やってみればわかりますが、ホテルを予約せずに海外旅行に行くのは、独特の緊張感があります。
「もし、どこも満室で泊まれなかったらどうしよう。橋の下で寝ようかな」という妄想が広がります。
韓国に到着してモーテルを探してみたところ、思っていた出来事が起こりました。
ちょうど大型連休と重なっていたため、尋ねるモーテルはどこも予約でいっぱいでした。
何件も宿を尋ねましたが、どこも「満室です」と断られます。
大きなホテルなら空き部屋はありますが、宿泊できるほど大金を持ってはいません。
宿を探すために時間をかけてしまい、半日くらいつぶれてしまい、泣きそうになりました。
「こんなことになるんだったら予約しておくべきだった」と後悔しました。
10件目くらいの宿で「満室なんです」とまた断られ、私の表情がよほど暗かったのでしょうか。

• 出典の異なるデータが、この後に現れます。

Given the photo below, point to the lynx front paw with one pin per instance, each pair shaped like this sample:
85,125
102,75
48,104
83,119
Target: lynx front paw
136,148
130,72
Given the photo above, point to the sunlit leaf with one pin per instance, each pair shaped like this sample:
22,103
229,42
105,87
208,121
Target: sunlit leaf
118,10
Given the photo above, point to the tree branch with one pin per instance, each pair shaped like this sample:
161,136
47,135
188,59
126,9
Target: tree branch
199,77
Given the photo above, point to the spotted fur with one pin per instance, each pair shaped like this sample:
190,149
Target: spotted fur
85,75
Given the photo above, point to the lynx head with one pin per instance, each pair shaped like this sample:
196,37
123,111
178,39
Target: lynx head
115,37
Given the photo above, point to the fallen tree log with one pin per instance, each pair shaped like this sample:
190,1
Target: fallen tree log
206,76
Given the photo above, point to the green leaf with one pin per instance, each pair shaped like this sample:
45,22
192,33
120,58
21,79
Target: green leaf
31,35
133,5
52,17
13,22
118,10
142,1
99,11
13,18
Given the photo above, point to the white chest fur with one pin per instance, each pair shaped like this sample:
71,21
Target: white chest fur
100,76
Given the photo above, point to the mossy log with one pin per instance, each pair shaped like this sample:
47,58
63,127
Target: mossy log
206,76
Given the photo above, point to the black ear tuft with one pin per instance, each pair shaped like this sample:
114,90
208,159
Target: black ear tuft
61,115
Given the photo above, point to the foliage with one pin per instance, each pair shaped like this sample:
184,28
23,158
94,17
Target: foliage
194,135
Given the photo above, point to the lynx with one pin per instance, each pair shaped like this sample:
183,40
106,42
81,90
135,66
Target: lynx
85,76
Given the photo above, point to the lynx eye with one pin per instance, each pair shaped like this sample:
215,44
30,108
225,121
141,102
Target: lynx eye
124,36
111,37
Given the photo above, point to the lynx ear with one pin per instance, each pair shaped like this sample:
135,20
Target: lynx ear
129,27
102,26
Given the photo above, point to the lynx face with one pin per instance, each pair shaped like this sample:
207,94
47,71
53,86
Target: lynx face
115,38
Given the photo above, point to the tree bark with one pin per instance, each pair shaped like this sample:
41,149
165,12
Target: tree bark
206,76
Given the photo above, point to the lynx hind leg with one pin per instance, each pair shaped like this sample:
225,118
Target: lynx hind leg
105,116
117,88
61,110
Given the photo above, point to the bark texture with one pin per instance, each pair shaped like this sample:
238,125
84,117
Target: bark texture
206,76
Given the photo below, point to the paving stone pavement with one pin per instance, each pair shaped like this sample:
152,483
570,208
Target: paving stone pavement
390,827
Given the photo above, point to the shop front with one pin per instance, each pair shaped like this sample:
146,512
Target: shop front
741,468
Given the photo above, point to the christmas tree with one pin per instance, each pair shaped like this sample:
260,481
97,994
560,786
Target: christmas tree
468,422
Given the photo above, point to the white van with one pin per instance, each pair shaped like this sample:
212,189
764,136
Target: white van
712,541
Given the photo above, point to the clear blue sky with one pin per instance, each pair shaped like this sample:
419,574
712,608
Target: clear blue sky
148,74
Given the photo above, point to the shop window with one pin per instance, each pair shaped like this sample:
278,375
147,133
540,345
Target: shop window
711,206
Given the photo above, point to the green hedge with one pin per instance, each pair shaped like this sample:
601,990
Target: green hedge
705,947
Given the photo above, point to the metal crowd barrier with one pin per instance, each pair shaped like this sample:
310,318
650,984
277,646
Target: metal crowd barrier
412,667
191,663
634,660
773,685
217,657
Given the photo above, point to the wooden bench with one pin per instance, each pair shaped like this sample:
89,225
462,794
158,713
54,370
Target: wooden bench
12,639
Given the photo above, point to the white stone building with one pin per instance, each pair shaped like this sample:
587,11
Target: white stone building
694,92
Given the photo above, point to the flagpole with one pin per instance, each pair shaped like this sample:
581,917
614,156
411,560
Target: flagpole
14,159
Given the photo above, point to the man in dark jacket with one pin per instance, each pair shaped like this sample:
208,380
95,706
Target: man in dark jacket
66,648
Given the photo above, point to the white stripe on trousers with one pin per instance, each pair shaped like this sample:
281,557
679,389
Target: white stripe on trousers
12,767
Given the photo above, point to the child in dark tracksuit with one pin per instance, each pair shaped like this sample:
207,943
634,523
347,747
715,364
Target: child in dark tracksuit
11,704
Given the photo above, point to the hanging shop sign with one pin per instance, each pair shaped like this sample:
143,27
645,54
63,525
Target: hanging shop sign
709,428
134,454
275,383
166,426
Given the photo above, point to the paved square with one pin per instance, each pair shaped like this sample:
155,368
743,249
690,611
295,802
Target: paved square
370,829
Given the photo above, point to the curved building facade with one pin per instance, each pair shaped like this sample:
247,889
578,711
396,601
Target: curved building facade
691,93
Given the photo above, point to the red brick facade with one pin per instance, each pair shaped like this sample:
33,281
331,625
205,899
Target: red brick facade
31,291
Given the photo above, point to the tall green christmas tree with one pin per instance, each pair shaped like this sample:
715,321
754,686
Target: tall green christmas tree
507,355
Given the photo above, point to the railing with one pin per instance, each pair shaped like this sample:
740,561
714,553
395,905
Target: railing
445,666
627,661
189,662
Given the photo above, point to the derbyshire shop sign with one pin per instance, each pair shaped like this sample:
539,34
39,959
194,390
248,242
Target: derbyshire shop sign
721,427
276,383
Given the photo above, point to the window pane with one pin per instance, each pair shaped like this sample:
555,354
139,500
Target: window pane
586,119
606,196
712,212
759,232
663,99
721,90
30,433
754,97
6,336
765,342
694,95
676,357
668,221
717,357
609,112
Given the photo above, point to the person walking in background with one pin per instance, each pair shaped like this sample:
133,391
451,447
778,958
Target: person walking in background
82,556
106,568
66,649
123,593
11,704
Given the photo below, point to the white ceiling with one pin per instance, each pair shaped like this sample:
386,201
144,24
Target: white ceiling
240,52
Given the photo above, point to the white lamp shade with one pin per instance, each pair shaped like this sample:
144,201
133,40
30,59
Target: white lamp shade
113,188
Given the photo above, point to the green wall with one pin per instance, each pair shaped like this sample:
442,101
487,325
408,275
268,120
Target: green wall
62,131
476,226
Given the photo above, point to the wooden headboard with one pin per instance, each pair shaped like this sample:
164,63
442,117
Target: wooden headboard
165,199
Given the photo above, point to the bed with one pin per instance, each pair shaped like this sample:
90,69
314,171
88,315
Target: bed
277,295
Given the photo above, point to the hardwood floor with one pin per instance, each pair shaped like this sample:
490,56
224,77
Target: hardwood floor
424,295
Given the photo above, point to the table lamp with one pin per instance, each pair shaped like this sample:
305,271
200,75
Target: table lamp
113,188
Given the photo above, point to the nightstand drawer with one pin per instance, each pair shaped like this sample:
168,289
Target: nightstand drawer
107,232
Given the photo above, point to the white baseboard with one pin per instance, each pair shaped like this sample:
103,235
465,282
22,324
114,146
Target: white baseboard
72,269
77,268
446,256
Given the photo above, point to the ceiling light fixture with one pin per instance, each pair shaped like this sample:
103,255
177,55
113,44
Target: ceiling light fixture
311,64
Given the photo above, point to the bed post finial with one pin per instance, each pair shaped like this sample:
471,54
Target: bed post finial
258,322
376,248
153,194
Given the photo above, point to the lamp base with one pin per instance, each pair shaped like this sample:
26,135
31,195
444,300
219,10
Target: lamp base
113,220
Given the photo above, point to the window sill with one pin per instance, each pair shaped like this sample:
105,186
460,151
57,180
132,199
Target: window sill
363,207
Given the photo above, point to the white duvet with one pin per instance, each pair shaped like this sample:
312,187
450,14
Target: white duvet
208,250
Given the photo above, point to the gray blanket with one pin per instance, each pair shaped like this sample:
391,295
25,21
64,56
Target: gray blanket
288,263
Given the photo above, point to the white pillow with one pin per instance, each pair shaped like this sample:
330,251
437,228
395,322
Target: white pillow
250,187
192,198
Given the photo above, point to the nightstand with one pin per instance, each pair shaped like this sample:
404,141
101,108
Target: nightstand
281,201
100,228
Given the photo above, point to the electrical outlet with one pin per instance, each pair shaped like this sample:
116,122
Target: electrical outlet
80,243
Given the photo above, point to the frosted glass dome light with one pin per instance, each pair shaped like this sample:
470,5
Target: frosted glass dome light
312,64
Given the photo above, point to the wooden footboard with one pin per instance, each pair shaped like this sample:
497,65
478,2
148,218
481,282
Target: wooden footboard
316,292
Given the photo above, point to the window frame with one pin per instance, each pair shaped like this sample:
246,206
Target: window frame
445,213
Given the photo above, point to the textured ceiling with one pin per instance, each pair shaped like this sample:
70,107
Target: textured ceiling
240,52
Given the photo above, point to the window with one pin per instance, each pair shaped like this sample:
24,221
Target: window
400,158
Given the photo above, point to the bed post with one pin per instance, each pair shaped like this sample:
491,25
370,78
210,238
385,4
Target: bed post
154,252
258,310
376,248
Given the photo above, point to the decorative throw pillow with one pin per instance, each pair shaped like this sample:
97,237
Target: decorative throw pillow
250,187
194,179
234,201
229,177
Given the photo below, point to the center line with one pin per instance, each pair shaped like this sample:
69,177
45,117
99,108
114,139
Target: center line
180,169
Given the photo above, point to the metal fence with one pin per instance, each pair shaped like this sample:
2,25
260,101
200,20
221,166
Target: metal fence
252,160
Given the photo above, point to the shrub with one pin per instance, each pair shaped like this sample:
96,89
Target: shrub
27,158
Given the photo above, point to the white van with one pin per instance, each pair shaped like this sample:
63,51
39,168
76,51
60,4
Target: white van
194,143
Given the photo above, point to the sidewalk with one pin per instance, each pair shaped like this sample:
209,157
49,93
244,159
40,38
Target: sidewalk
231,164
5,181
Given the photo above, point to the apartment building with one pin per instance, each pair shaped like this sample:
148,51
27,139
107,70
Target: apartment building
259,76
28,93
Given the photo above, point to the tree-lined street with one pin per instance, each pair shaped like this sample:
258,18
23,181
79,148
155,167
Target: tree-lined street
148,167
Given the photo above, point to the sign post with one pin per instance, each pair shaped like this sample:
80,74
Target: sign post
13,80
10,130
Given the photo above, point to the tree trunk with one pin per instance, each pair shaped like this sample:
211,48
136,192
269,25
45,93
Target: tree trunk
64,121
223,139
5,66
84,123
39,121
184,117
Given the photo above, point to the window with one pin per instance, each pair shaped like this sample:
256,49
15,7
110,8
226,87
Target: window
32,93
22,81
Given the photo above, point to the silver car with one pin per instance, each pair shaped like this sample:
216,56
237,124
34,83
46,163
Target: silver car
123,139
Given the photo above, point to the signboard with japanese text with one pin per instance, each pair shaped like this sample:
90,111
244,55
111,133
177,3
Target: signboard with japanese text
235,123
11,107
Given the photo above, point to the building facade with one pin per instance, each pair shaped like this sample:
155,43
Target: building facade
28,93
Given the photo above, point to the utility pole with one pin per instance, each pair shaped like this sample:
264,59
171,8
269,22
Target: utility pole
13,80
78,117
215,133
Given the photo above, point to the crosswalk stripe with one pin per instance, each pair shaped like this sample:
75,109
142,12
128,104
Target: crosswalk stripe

ちょうど隣り合わせにいた日本語を話せる韓国人が、話しかけてきました。
「ちょうどこの時期はどこもいっぱいだからね。近くに安くていいところがあるよ」と言って、指を差して紹介してもらいました。
ちょうど歩いていける距離だったので「物は試しで行くだけ行ってみよう」と向かいました。
大通りから外れた、細い道を曲がって進み、奥に隠れるようにあるわかりにくい場所でした。
そのわかりにくい場所のせいなのか、その宿は空室が目立ちます。
なおかつ、モーテルとは思えないくらいよくできた宿でした。
ベッド・冷蔵庫・テレビ・ビデオ・シャワーなど、ひととおりの設備はあって、寝るには十分すぎるほどです。
また「オンドル式」という床が暖かい、韓国独特の部屋の作りでした。
これだけ揃って、1泊わずか3,000円という格安です。
「これはいいところを見つけたぞ」と思い、急に得をした気分になりました。
旅行ブックにも載っていましたが、本の隅に小さく書かれているだけでした。
文面では、まさかこんな穴場だとはわかりません。
思えば当然のことで、やはり現地のことは、現地の人が一番詳しいです。
どんなに詳しい旅行ブックも、現地に住んでいる人に聞くと、実際の情報を聞けます。
困ったときには、ガイドブックを読むより、現地の人に直接聞くという方法を学んだ珍道中だったのでした。